On the other hand, if a dog purposely presents their back (bum) to a dog or human, it’s a sign of passiveness. It’s like they’re telling you that they don’t find you a threat and you’re okay in their book. It’s a friendly way of greeting a new person or dog.

#4 – They’re looking for some nice pets on their back.

This is a simple possibility, but it’s often the case when your own dog backs up onto you: They want you to pet them. Just as is the case when your dog lays down on the ground on his back and presents his belly, he or she may be telling you that they trust you enough to present their belly to you. Or, they may be saying, “Scratch my belly, please!”

Why does my dog put his bum on me when sleeping?

This is a bizarre act but one that you’ve probably noticed your dog doing at one time or another. Generally speaking, they are sort of guarding you and protecting you while you sleep. There’s probably no one else around when you’re sleeping, so they’re not exactly showing that you’re “on good terms” or that they’re claiming you.

Why does my dog back into me?

If your own dog backs into you, it’s likely because they want a nice scratch and pet down their back. This is usually the case if the two of you are alone or just with your immediate family. Alternatively, if you’re around other people and dogs, your dog might be showing that they “claim” you.

Why does my dog put his bum on my other dog?
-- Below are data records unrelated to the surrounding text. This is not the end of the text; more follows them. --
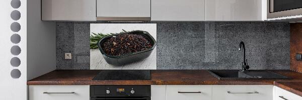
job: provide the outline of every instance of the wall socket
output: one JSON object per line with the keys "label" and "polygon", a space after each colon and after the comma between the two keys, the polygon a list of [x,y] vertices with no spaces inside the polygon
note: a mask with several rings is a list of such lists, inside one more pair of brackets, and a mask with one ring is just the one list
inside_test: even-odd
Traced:
{"label": "wall socket", "polygon": [[71,53],[65,53],[65,60],[71,60]]}

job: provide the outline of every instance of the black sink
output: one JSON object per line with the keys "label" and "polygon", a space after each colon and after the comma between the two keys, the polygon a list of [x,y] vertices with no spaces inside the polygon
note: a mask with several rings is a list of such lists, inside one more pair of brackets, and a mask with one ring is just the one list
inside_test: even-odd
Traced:
{"label": "black sink", "polygon": [[208,72],[219,80],[291,79],[287,76],[267,70],[250,70],[242,72],[239,70],[208,70]]}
If you have two or more dogs at home, you may notice them putting their butts on each other. At first, this may throw you off because you know that dogs tend to greet each other in this way for the first time, but your dogs already know each other. It’s possible, therefore, that your dogs are just presenting new information to each other. For example, let’s say one of your dogs went to the vet one day, but the other dog stayed home. Once the dog who’d left came home, they may have “new information” that they want to instantaneously relate to your other dog.

On the other hand, if one of your dogs hasn’t been anywhere recently, the behavior of one of them sitting on the other may simply mean that your dogs are communicating with each other and sharing some information or feelings. Perhaps they recently had a tiff (over food, a toy, or a human). If this happened and then one showed his or her bum to the other, they might simply be saying, “Hey, this isn’t a big deal. Let’s avoid this fight and be friends again.”

If one of your dogs does this to the other, and it didn’t appear that they’d just had a fight or anything, they may simply be acting playful together and having a good time. Sometimes, dogs just communicate more with their bodies than their voices (barks) or eyes.